Tomboy Commando (2003)
Original Title: ปฏิบัติทอมคอมมานโด
Release date: 2003
Director: Wai Tat
Screenplay by: Unknown
Cast: Alice Crystal, Katalina Gross, Marisa Seefah, Nunthayaporn Munthatatikul
This is one of those films I find difficult to talk about. Thai names confuse me a LOT, so I really have no idea (and no way to confirm) the name of the actresses nor the name of the characters they’re playing. However, with a name like Tomboy Commando, how could I refuse a watch?
The film follows this group of tomboy girls who play in a rock band at this dingy pub that no one seems to like. One night, the boyish leader of the band (maybe it’s Crystal?) is in the women’s bathroom, when two flamboyant kathoey  mistaken her for a guy and tell her to go to the men’s bathroom. After a rather awkward (and a bit sad) exchange of words, in which they tell her that she may act like a man, but she can’t pee standing up, she has this wise exchange of words with her friends:
It’s not fair. When a man wants to be a woman, he can. But why can’t we act like men?
That’s the line that struck me the most culturally different — is Thailand really that different from the rest of the world? Because we’ve often hear about how it’s socially acceptable for women to be pant-wearing strong and independent (except when they have too much power, in which case people turn towards the word “b!tch”), while men adopting feminine characteristics is often regarded as weak and as a joke.
From then on, Tomboy Commando takes some trippy turns, when the ghost of an old woman — who calls herself a lesbian pioneer — gives the girls a map where the leader will find a substance known as “licholim” that will turn her into a real man. By chance, really, they embark on a journey in search of the magical herb-root-thingy, in which they will meet a Thai insurgency group that will take them hostage and even a tribe of little people, and a mysterious group of man-devouring (really big) women.
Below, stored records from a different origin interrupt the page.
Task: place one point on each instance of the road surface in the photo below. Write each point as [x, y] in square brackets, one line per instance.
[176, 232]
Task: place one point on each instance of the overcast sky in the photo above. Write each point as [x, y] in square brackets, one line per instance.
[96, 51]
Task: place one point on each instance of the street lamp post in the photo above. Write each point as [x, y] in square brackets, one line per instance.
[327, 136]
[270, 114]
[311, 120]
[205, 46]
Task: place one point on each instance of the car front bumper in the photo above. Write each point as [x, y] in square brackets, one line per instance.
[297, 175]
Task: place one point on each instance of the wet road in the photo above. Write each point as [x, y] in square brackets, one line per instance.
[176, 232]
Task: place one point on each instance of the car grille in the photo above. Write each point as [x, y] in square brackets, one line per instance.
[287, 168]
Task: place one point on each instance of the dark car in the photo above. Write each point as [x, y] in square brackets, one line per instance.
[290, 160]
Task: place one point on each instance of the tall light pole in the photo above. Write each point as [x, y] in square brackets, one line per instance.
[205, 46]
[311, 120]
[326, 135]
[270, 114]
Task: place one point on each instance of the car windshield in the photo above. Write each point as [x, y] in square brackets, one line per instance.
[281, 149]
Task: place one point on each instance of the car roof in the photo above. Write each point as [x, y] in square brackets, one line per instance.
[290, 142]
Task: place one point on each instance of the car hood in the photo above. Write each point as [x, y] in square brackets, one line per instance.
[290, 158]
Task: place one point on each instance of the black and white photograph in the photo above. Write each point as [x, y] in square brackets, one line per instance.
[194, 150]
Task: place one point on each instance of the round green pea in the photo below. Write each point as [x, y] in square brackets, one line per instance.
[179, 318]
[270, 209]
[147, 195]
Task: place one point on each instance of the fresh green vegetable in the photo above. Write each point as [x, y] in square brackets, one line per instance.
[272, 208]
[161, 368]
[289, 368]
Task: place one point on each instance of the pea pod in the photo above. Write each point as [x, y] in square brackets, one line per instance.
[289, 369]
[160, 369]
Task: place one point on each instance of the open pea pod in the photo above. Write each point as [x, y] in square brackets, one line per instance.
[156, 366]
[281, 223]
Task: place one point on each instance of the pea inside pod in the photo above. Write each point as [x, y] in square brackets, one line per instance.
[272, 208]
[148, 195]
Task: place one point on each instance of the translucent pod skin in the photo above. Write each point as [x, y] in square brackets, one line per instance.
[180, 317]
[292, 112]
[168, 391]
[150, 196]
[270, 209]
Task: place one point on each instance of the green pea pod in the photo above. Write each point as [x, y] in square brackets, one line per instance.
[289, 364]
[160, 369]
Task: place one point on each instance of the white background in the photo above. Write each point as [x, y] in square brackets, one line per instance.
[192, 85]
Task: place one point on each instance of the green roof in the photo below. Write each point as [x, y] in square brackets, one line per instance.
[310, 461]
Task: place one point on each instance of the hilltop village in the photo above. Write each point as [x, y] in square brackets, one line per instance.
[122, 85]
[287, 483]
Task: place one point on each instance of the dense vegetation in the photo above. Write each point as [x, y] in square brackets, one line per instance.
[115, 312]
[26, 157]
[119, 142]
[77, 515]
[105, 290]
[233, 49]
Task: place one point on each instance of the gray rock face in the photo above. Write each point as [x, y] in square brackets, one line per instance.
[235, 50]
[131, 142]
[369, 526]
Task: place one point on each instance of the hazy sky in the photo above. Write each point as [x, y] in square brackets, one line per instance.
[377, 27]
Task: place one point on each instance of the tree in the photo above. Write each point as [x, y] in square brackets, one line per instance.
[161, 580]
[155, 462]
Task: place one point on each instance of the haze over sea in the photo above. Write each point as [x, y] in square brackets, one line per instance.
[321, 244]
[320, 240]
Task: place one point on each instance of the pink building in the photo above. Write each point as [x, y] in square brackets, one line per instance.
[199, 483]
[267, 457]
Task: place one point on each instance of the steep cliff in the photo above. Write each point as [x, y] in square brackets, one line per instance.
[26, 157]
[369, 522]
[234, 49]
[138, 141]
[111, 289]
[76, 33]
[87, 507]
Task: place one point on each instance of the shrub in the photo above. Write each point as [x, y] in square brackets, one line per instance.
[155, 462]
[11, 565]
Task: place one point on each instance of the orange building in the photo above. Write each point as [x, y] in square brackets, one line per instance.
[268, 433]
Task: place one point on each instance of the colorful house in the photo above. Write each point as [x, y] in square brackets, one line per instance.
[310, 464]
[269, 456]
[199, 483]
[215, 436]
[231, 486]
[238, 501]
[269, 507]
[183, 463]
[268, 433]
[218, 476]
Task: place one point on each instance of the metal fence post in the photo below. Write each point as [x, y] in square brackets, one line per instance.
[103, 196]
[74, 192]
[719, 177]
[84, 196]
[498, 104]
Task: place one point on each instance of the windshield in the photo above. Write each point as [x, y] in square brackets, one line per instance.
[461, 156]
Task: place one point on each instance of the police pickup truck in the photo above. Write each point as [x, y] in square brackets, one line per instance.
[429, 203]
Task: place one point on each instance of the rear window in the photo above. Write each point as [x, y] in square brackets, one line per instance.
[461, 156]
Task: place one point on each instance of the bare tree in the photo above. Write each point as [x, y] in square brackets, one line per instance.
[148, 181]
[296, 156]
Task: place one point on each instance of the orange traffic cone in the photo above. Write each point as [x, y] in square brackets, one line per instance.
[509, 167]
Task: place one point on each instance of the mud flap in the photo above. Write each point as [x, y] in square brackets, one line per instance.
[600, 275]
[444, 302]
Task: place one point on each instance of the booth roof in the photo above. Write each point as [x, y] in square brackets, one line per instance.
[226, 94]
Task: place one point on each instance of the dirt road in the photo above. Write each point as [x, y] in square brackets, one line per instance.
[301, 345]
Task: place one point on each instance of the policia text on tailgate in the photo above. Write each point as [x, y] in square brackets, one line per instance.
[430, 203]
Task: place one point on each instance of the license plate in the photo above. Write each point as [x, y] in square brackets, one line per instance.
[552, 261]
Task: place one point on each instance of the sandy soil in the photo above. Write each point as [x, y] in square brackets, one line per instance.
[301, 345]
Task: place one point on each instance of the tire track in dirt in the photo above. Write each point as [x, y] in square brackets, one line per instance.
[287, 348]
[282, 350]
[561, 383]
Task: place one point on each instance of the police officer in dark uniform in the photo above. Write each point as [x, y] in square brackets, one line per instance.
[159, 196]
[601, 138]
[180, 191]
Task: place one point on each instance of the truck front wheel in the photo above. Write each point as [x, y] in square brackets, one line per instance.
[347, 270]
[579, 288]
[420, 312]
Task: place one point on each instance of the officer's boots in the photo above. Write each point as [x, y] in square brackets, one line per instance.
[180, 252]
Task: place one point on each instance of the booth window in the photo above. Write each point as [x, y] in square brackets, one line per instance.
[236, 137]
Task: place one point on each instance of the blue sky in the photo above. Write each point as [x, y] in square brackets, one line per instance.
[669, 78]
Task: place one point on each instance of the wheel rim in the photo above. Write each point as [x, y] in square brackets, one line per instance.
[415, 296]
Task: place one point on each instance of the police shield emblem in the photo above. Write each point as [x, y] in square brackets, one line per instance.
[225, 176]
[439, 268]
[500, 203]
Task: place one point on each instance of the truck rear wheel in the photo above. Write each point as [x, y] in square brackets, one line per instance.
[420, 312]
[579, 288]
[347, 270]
It’s really REALLY weird funny. The closest comparison to it would be the genre D.E.B.S, which wasn’t all about the lesbian loving, but about the spy organization in search of that very hot Jordana Brewster. In Tomboy Commando, though, it really isn’t about the fist-pumping action scenes — our tomboys, sadly, aren’t really all that rocking. They try to be, but surprisingly, the little butt-kicking that goes around is handed out by the most femme of the tomboys, which I thought was kinda great. Though she’s singled out and treated like damsel in distress by much of the film, she escapes the title and saves herself A LOT.
If Tomboy Commando had better production quality and more budget, it could have been a pretty great flick. Though, as it stands, it works as a decent Z movie.